Gerisini hepimiz yaşadık zaten. Çimlerde yuvarlanmalar ağlamalar... Şeyi hatırlıyorum her sarıldığıma kız çocukları gibi ağlamaklı bir gözle elimde tuttuğum bir avuç çimeni göstererek "bak şampiyon çim" : ) diyordum. Ha bir de "ee nasıl kutlanıyor bu şampiyonluk? Şimdi napacağız?" diyorduk.

O kadar cahiliz ki bilmiyoruz abicim nasıl kutlanır yalan yok. Hala da tam anlamı ile kutladığımı sanmıyorum. Adam gibi içemedim bile ulan : ) Belki de beklemediğim birşey olmadığı için algılayamıyorum. Lig Radyo'daki programda da demiştim aynı şeyi, bu takım bana bu ligde 2 olmayı ve CL'ye gitmeyi yaşattı. Benim için bu başarıdır ve ne olursa olsun son ana kadar alkışlayacagım diye. Onlar bize daha büyük bir hayali yaşattılar Şampiyon yaptılar.

Hayatım boyunca bunu unutamayacağım şu 1 haftada yaşadıklarımı. Londra'ya ilk kez istemeye istemeye gidecegim benden habersiz başka partiler yaparlar da eğlenirler de ben kaçırırım diye : )

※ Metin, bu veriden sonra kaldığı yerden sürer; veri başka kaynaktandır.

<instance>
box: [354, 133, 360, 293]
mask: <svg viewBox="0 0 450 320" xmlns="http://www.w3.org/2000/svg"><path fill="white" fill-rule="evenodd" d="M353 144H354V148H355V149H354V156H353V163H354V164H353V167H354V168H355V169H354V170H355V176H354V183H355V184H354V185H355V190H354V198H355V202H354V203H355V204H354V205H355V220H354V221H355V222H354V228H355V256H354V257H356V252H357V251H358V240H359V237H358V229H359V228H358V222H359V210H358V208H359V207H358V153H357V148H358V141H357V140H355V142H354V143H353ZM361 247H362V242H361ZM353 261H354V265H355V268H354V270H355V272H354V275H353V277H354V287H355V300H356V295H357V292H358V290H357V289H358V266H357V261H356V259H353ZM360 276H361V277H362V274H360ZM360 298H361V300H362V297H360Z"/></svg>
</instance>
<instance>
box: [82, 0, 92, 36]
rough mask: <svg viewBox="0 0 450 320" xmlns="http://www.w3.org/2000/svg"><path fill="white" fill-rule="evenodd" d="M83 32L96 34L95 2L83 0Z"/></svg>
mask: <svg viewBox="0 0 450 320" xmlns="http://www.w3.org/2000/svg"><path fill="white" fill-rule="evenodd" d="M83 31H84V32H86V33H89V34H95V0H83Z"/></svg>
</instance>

Ne bileyim ben hala arabesk Bursaspor taraftarıyım belki ama takımın bunu başarması da garip geliyor hiç görmediğim için bunu. Benim için Bursaspor takımının ligi kazanması dünyada olabilecek en son ve en uç birşeydi. Bu yüzden benim için hayatın anlamı bitti, en olamayacak şey oldu hemen intihar etmem lazım sanırım : )

Korkunç birşey ya hala düşününce ellerim titriyor. O günün bitin gazetelerini aldım çocuklarıma filan gösteririm diye ileride. Haberleri açıyorum görüntüleri tekrar tekrar bıkmadan izliyorum.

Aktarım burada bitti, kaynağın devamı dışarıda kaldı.